Statue of Lady Macbeth, trying to clean her soiled hands.
Lady Macbeth statue in Stratford-Upon-Avon. A ruthlessly unyielding but endlessly captivating character.

How do we perform that balancing act between introducing excitement yet setting the scene and not overwhelming the reader? How do we introduce something original while keeping it conventional enough so the agent spots its appeal to a wide market? What if, as in my novel, the inciting action takes place in a somewhat crowded place so you have to introduce a few characters while enabling it all to kick off in a timely fashion?

Honestly, I don’t know. We each have our own first pages we need to write; our own beloved characters and settings to sell, our own ever-evolving hooks and our own special styles and voices to develop. To get there, we practise constantly, and weigh every phrase.

At the point when this challenge feels more impossible than rewarding, I sometimes fall prey to some mental whining. I think about the many books I’ve read, classic or contemporary, which haven’t followed those rules and made excessive demands of the reader. Does that happen to anyone else?

Rule Breakers

When I pick up a book, I don’t expect to be gripped instantly. I know the story’s engine takes a few pages to go from naught to sixty. Apart from reading on my bus commute, my big reading time is on the treadmill, and I always ensure I’m a chapter or two in before I take a book running. Otherwise it will never take my mind off the Herculean effort I’m sweating out.

So why do other people expect instant gratification? And what about all those cases where it takes more than a page or two before anything really happens?

Pink toilet, basin, and bidet set offered free on a lawn
‘Good shit: FREE!’ Maybe I should use that in my query letter?

Looking at this sample roundup of great first lines, many of them are beautiful, or quirky, but not necessarily exciting. Great opening lines don’t have to be super suspenseful. I put Margaret Atwood and Louis de Bernieres in my list of most reliable openers. One of their books I could probably take on the treadmill from the first line (and Lee Child, but shh don’t tell).

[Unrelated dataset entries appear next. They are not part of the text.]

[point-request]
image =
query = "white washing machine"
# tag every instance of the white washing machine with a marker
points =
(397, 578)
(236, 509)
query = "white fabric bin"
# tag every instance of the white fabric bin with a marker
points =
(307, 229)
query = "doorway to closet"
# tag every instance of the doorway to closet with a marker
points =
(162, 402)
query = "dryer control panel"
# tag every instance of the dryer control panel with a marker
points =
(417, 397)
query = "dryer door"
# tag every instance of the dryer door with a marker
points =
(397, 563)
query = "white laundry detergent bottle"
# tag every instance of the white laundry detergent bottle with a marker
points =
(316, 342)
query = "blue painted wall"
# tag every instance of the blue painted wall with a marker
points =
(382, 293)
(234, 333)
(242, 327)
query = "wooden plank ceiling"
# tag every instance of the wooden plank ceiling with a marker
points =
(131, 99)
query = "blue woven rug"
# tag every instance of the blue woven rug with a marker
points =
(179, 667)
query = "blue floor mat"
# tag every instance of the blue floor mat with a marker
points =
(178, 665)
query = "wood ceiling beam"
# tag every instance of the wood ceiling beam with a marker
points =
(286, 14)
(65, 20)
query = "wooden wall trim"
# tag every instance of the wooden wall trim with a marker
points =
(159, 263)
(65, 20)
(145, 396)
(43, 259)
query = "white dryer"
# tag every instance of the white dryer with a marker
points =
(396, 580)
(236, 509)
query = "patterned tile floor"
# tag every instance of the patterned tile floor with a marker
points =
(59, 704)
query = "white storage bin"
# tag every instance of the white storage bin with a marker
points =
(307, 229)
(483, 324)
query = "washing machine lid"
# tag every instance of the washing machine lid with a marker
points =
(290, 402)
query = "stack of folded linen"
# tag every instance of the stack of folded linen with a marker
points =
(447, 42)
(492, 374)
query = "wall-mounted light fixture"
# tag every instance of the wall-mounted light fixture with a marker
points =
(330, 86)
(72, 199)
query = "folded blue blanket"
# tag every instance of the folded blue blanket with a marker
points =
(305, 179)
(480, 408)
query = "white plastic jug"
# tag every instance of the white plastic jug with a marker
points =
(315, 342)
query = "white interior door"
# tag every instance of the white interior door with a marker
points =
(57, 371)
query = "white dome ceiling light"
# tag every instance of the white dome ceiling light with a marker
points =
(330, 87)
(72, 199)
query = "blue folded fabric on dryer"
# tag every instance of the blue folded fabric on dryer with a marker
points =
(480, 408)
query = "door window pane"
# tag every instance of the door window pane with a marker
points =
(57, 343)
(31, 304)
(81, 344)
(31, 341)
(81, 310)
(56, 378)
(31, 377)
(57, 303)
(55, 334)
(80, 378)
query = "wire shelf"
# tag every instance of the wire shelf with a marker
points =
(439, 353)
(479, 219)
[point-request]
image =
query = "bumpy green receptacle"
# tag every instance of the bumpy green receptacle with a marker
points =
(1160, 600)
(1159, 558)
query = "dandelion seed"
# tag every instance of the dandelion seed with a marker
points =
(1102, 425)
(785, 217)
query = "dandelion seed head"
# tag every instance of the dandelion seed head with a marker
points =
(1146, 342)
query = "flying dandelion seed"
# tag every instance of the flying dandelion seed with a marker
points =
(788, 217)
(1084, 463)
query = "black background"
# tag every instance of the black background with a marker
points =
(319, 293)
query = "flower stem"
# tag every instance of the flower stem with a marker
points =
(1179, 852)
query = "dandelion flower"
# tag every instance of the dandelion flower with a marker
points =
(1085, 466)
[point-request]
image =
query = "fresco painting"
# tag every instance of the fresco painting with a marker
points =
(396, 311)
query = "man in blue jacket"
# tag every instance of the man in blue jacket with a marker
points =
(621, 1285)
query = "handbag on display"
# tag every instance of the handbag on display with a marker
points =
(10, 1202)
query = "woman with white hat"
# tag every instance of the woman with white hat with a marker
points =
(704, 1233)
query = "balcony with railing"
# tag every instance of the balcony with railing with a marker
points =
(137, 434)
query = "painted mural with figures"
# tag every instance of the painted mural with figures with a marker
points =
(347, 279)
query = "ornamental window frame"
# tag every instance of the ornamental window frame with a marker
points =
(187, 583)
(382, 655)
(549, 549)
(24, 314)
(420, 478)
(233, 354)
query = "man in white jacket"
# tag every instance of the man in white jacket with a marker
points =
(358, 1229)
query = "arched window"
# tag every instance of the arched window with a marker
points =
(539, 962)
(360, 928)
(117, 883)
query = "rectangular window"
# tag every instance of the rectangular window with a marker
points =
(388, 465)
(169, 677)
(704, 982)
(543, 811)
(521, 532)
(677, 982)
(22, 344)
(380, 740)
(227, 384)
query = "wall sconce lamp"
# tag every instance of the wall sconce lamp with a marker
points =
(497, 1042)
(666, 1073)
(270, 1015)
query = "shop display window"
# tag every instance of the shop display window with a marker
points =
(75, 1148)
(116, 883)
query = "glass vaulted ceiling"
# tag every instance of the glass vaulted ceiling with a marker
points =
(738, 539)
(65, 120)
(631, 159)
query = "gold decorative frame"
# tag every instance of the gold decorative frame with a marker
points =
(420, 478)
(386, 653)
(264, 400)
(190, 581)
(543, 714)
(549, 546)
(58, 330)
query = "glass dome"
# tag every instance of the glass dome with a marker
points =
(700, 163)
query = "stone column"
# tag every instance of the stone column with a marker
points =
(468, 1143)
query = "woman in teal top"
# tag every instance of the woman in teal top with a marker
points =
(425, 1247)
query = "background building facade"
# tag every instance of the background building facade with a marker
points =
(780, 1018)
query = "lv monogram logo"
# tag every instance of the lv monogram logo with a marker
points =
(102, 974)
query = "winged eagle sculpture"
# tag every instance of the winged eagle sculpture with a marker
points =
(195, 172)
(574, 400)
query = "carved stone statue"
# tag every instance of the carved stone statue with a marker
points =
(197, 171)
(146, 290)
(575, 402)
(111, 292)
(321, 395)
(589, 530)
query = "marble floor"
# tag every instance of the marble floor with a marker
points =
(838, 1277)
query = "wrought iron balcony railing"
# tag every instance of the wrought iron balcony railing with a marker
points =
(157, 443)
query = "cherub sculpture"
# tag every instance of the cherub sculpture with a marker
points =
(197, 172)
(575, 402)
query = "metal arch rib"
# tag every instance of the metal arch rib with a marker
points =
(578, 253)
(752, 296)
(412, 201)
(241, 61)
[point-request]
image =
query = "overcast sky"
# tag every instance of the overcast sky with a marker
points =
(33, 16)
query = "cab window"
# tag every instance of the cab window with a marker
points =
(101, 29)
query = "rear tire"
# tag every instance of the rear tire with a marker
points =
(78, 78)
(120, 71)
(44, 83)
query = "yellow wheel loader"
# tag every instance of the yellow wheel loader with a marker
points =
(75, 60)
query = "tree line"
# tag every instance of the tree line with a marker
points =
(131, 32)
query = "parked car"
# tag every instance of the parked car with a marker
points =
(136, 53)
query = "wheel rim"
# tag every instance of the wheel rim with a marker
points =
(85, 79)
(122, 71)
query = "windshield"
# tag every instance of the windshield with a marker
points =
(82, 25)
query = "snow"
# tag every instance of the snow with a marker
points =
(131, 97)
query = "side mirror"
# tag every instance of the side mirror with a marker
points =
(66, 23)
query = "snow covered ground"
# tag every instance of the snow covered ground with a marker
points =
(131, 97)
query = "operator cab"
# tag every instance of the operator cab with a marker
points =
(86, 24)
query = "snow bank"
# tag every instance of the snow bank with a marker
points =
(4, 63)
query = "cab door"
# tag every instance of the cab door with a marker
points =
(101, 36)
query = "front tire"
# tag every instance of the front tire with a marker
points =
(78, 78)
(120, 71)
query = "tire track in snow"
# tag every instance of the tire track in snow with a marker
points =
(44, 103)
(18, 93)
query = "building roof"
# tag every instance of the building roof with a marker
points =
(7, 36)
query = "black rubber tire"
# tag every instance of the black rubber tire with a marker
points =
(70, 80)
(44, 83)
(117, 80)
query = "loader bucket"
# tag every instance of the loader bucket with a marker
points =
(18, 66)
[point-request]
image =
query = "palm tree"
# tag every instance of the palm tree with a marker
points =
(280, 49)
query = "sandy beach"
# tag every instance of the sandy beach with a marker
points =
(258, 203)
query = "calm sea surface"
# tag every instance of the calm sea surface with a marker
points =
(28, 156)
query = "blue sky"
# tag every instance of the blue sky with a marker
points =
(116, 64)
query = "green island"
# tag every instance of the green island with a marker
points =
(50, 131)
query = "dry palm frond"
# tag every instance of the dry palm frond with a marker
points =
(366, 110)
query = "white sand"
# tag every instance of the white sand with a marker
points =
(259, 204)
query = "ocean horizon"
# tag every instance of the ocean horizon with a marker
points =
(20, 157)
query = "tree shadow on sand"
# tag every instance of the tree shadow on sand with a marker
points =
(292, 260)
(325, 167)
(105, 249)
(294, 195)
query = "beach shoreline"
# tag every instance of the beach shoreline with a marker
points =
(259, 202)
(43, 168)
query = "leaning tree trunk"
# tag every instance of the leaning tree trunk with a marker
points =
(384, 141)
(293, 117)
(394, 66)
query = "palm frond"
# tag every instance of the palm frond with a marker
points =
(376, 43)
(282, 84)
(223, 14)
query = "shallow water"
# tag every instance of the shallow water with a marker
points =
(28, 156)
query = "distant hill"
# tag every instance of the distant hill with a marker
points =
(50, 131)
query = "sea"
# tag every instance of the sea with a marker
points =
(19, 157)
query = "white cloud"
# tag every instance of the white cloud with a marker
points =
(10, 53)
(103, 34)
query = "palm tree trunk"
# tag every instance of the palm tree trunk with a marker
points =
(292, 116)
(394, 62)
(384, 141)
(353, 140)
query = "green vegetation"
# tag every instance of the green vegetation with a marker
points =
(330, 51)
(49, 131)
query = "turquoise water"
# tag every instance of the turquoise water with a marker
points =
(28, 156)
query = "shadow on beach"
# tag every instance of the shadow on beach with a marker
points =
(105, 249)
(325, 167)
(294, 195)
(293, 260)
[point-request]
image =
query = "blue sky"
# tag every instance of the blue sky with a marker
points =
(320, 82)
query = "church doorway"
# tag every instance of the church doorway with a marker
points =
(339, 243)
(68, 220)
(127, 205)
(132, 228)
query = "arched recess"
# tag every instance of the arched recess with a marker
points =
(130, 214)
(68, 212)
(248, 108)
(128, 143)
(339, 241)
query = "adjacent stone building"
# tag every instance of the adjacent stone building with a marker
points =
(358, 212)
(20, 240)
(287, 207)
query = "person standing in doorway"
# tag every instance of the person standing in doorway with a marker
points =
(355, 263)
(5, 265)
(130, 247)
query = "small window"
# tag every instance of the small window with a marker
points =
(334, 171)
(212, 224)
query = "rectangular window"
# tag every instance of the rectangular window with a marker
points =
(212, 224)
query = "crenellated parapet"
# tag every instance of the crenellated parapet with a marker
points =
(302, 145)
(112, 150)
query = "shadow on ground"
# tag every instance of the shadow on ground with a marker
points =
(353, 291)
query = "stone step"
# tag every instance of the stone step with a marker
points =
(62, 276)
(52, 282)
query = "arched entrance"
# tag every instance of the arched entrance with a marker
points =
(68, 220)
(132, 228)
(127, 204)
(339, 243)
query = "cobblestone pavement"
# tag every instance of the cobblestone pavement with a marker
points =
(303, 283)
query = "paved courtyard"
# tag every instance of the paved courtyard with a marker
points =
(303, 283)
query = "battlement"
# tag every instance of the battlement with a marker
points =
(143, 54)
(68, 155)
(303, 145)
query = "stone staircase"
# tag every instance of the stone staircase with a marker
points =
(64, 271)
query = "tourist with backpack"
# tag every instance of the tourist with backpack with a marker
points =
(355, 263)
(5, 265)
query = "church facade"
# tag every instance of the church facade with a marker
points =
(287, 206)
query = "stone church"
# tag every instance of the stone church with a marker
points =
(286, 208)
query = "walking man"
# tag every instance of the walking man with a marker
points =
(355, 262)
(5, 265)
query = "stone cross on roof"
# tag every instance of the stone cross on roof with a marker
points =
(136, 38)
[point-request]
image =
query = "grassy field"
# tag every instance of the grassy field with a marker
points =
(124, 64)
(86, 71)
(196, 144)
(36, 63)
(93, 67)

These writers have proved their worth and can take as much time as they like to spin their tale. But what about novice ones that have hit it big? A few times I’ve picked up an acclaimed book only to find myself trudging through it. Even if the first sentence is interesting, the plot ends up creaking with excessive padding, as if it’s waddling forth in a sumo suit. Ahem, The Miniaturist…

The book may be so gritty it doesn’t offer a single tolerable character—Casual Vacancy, anyone? Or so edgy it’s almost unintelligible.

That last is my current problem. I’m reading A Girl is a Half-Formed Thing by Eimear Mcbride, and I’m struggling. I like a challenge, and unique stylistic choices can be great. But usually there’s a reason for them, as in Deborah Levy’s Hot Milk, for example, where the switching between present and past tense narration is confidently, briefly alluded to in the narrator’s own self-analysis. But in the case of McBride’s prizewinning novel, the haphazard language and lack of complete sentences for 205 pages straight (I’m really counting them down) has no discernible link to the main character’s voice. If anyone else has spotted it, please do let me know.

This isn’t to say the book’s not effective. Sure, I’m a bit jealous, but I have to admire Ms. McBride for her unyielding loyalty to her ideas. She screwed her courage to the sticking post. And although I don’t think the inscrutable character or somewhat conventional plot will linger with me, the language. Does. Sharp pebbles river rolling through mind. Stale tired breath against.

Still, even if I wanted to attempt it—how would I ever get away with it?